Cassida viridis, common name green tortoise beetle, is a species of beetle in the leaf beetle family (Chrysomelidae).

==Description==
Cassida viridis can reach a length of 8.5–10 mm. The body is unusually flat and oval-shaped. The thorax and elytra are green, without the markings characterizing other Cassida species. Punctation on the elytra is entirely uniform. Both the legs and the rather short, threadlike antennae are brown. The underside is black. These extremely mimetic beetles can be encountered from April to October.

Usually they stay on their food plants, which mainly include various mints (Mentha aquatica, Mentha arvensis, Mentha longifolia, Mentha rotundifolia, Mentha suaveolens, Mentha verticillata), but also other plants of family Lamiaceae (Galeopsis grandiflora, Galeopsis speciosa, Galeopsis tetrahit, Galeopsis pubescens, Melissa officinalis, Salvia glutinosa, Salvia officinalis, Salvia pratensis, Stachys palustris, Stachys recta and Stachys sylvatica).

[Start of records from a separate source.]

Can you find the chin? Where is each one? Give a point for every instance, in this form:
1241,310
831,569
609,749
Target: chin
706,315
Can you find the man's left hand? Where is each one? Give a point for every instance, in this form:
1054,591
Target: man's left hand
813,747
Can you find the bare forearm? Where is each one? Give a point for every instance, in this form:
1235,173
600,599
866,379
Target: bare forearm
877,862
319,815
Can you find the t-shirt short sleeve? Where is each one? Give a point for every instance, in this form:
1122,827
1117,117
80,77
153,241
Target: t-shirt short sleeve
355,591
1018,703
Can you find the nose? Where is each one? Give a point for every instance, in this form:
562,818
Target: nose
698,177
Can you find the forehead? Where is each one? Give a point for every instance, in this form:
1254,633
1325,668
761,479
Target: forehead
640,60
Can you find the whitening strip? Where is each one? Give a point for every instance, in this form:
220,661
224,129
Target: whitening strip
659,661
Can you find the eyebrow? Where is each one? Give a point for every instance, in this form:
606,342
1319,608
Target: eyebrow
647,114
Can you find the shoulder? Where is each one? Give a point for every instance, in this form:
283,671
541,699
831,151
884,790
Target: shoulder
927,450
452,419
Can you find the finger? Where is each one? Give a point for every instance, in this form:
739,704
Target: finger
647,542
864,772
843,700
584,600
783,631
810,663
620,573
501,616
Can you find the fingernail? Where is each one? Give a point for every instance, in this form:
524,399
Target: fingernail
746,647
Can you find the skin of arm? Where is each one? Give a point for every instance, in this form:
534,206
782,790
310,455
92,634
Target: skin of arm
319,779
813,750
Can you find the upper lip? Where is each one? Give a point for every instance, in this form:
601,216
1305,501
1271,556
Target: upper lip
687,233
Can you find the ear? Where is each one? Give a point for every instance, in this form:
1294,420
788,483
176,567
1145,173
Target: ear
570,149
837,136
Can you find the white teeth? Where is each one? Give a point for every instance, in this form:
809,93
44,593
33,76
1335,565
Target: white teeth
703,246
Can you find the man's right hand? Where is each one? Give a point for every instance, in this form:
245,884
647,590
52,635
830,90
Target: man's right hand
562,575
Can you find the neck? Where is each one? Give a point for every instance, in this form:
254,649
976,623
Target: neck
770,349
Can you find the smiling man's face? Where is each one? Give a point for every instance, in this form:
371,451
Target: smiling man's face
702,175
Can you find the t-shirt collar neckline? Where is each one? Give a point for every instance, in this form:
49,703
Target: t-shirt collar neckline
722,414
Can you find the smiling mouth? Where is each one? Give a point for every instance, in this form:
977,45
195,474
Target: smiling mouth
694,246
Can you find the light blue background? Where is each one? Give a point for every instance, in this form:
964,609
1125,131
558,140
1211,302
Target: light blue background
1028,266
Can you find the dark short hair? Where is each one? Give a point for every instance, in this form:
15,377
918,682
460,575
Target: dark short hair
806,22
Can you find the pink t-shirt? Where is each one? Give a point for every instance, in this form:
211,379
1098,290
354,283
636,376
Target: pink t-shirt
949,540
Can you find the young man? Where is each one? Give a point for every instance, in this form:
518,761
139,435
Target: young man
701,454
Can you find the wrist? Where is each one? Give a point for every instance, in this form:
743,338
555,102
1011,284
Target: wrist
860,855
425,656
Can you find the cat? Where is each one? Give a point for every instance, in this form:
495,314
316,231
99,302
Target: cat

The larvae are very spiny. For protection against enemies and parasites, they usually bear their excrement on two spines on the upper side (fecal shield).

==Distribution==
This species can be found in most of Europe, in the eastern Palearctic realm, in the Near East, and in North Africa. It has recently been discovered to have been introduced into southern Ontario, Canada, as early as 1974.

==Habit==
They mainly inhabit low vegetation in open areas, such as meadows or shores.